Alain remained involved with auto racing in some form or another, but in 2012 he set off down a different path: building a collection. His choice of cars falls within what we call in Europe “youngtimers,” similar to “modern classics.” Cars like the Renault Clio Williams and Peugeot 205 GTI characterize Alain’s lot, and we were in the car on the way to pick up his latest, a red Alpine A610.
All older cars have a history of some kind, and this was no exception to that rule. When the A610 was released in 1991, Alpine was becoming increasingly international, particularly their dealings in Japan. Recall this was the time when the Japanese economy was just about to enter “the lost decade,” but on the run-up they were buying all sorts of sports cars. This car, number 530, was headed to the land of the rising sun literally so (it was in a container already and everything), until it and the 19 other A610s in the container were sent back on the grounds that the Japanese importer had just filed for bankruptcy.

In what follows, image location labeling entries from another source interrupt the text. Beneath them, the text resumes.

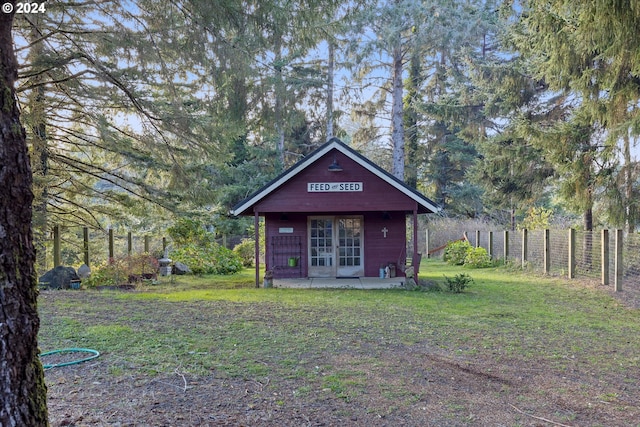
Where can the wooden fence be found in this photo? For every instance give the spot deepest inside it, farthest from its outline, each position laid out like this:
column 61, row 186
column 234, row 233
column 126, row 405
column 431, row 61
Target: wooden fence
column 609, row 256
column 110, row 244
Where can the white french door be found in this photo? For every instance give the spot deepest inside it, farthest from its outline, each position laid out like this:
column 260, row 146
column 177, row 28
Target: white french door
column 335, row 246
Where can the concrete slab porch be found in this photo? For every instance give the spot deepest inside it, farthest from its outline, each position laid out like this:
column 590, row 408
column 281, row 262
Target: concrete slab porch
column 340, row 283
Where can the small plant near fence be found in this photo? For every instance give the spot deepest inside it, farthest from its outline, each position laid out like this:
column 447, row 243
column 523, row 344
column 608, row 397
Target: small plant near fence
column 477, row 258
column 462, row 253
column 119, row 271
column 458, row 283
column 246, row 251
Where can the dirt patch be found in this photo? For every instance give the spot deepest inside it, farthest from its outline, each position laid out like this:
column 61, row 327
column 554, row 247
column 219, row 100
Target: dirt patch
column 365, row 383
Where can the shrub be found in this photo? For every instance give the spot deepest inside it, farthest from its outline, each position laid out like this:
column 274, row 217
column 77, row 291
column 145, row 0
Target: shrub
column 477, row 258
column 456, row 252
column 246, row 250
column 121, row 270
column 210, row 258
column 459, row 283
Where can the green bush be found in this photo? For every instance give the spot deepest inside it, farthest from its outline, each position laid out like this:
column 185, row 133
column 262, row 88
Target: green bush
column 459, row 283
column 122, row 270
column 246, row 250
column 456, row 252
column 210, row 258
column 477, row 258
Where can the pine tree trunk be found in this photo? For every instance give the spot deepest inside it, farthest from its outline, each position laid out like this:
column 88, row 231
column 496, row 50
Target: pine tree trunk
column 411, row 121
column 22, row 389
column 397, row 132
column 330, row 70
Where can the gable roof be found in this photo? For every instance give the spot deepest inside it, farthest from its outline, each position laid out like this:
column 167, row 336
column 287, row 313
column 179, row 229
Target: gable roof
column 333, row 143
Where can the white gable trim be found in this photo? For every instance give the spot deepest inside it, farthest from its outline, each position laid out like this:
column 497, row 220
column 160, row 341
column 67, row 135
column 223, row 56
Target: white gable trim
column 353, row 155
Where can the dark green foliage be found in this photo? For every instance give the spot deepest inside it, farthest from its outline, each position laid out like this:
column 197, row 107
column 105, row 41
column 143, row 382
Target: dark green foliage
column 208, row 258
column 122, row 270
column 186, row 230
column 246, row 250
column 459, row 283
column 477, row 258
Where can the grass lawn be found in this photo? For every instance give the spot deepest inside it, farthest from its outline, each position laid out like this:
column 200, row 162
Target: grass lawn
column 512, row 349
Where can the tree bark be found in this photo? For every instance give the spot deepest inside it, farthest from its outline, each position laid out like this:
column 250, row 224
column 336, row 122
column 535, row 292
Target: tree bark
column 23, row 391
column 397, row 132
column 330, row 71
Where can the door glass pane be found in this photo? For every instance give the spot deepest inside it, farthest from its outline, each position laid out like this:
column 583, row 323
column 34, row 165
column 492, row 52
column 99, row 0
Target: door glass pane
column 321, row 245
column 349, row 238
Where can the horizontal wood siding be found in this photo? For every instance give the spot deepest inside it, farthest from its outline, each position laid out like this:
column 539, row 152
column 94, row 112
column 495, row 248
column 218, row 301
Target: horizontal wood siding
column 380, row 250
column 377, row 195
column 276, row 257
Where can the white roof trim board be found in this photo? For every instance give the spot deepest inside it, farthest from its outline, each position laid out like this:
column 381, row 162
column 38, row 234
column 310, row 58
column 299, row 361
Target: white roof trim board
column 333, row 143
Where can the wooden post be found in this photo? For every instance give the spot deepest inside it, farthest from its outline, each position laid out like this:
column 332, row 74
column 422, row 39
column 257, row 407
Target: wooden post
column 415, row 258
column 604, row 257
column 85, row 244
column 256, row 234
column 506, row 245
column 490, row 244
column 111, row 254
column 571, row 273
column 525, row 246
column 617, row 284
column 56, row 246
column 547, row 252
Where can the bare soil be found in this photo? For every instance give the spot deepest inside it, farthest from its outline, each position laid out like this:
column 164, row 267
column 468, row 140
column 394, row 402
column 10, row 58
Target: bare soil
column 413, row 384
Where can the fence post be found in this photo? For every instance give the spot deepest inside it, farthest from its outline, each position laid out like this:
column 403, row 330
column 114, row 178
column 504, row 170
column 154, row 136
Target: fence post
column 506, row 245
column 56, row 246
column 111, row 254
column 617, row 285
column 490, row 244
column 525, row 246
column 572, row 254
column 85, row 245
column 547, row 252
column 604, row 255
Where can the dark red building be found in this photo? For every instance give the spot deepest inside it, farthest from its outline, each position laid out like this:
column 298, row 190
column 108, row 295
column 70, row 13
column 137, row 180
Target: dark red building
column 335, row 214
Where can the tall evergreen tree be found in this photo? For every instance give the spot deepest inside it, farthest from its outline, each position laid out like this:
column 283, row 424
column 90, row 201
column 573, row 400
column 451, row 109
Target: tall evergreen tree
column 23, row 392
column 591, row 51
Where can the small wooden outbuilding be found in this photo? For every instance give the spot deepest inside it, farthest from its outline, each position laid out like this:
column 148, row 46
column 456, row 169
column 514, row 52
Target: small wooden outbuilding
column 335, row 214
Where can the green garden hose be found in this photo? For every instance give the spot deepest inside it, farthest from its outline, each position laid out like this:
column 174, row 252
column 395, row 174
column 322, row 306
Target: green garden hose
column 93, row 353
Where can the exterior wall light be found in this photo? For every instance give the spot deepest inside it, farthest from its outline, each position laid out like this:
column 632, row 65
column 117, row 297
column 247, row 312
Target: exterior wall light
column 335, row 166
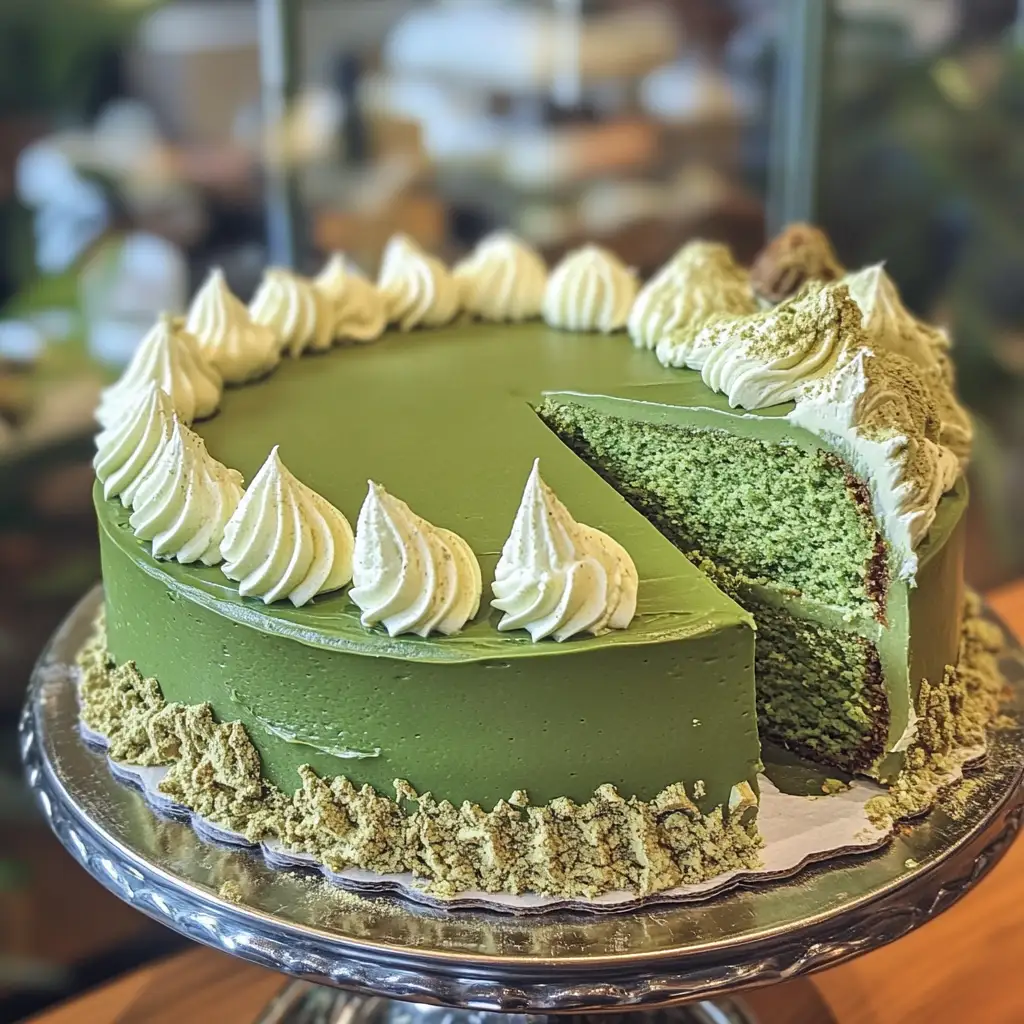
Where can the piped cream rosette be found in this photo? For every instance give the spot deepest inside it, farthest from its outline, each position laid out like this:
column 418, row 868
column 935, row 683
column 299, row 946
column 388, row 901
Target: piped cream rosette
column 286, row 542
column 410, row 576
column 503, row 280
column 170, row 357
column 558, row 578
column 590, row 290
column 183, row 499
column 297, row 312
column 418, row 289
column 357, row 307
column 228, row 337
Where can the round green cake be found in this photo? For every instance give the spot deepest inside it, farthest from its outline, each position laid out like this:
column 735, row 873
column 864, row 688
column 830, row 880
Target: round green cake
column 774, row 597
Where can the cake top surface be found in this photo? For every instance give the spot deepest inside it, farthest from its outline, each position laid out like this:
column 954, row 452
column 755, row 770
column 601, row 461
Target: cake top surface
column 439, row 413
column 444, row 420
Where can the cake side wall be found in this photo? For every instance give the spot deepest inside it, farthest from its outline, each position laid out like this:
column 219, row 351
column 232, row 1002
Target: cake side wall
column 639, row 718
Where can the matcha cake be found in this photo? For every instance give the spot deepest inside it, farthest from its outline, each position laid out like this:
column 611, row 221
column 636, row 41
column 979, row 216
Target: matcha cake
column 585, row 573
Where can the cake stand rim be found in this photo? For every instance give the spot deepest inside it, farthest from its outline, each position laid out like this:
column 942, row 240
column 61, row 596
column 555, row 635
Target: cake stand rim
column 652, row 969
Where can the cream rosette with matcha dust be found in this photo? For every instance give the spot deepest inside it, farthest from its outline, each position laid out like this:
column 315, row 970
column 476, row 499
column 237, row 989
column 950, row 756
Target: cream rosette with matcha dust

The car was returned, and it made its way back to Alpine in Boulogne. Patrick Seiter, a friend of Alain’s, would take ownership of this red car sometime after its return, and would sell it to Alain in 2015. We are en route to pick it up from NG Sports after a service because every car that Alain owns, Alain drives. He doesn’t put them to sleep for weather concerns, preferring instead to drive them in sun, wind, rain, snow, anything. They all get the same treatment though, and he takes care of them thoroughly, his motto being to keep the cars alive in more ways than one.
Eventually, we arrive at NG Sports in Chartres, the unofficial temple of the A610 in France. We will do a full report on its owner, Nicolas Gozillon, soon. We enter the garage and the atmosphere is a world apart from the world outside the door; Alpines are simply everywhere, and it’s hard to linger on one for more than a few seconds for the temptation of the others, but Alain’s stands out in its beautiful red dress (brought to you by paint code 774!).
After hanging out and having a good time chatting at NG Sports with like-minded Alpine enthusiasts, we head back towards Paris. A few days later, Alain and I meet up in the city to take some photos of his gorgeous A610, hitting some notable spots during the sunny spring day. We make our way to the Parc de Saint-Cloud, in front of the Alpine showroom in Boulogne, and then into Paris proper before finishing up the day near Chantilly. It was a series of days well spent in the company of somebody who shares my passion for Alpine. Thanks Alain, for a nice time spent with even better company!